En 2015 llegó a Cádiz. A un equipo de Segunda B con la presión que todos saben por escapar del pozo. Sus desafortunadas acciones en los encuentros de pretemporada propiciaron los pitos y burlas de un gran sector del cadismo. Ayudar al equipo a ganar partidos, conseguir el ascenso y un nuevo objetivo llegaba a su vida: ganarse la confianza no solo del entrenador, sino también de la grada. Casi nada.
Con el paso de las jornadas, Aridane consiguió mostrar una imagen cada vez mejor sobre el césped. Se convirtió en un pilar del equipo y se metió la afición en el bolsillo.

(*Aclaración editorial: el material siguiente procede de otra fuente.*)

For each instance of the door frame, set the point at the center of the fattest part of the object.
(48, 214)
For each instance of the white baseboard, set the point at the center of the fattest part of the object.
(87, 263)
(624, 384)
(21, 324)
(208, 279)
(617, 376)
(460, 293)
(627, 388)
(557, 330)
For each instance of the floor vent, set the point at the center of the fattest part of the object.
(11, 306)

Una afición que ahora lamenta su marcha a Osasuna por un millón y medio, ya que “el peluca”, como muchos le apodan cariñosamente, ha dejado huella.
Porque el desconocido que venía del Eldense terminó siendo uno de los héroes del ascenso a Segunda División. Nadie apostaba por un equipo en cuya alineación siempre salía él. Pero sí, Aridane selló su nombre en la historia del Cádiz con aquel equipo que, de la mano de Álvaro Cervera, superó las dificultades, la fase de ascenso a Segunda e hizo soñar a toda una Ciudad con estar en Primera de nueva.
Es difícil dejar huella sin hacer ruido, sobre todo cuando solo cuentas con trabajo, constancia, humildad y confianza como herramientas. Quizá sea por eso que la afición gaditana se terminó sintiendo identificada con el dorsal número cuatro, el de los palos “a lo afro” o, simplemente, con Aridane.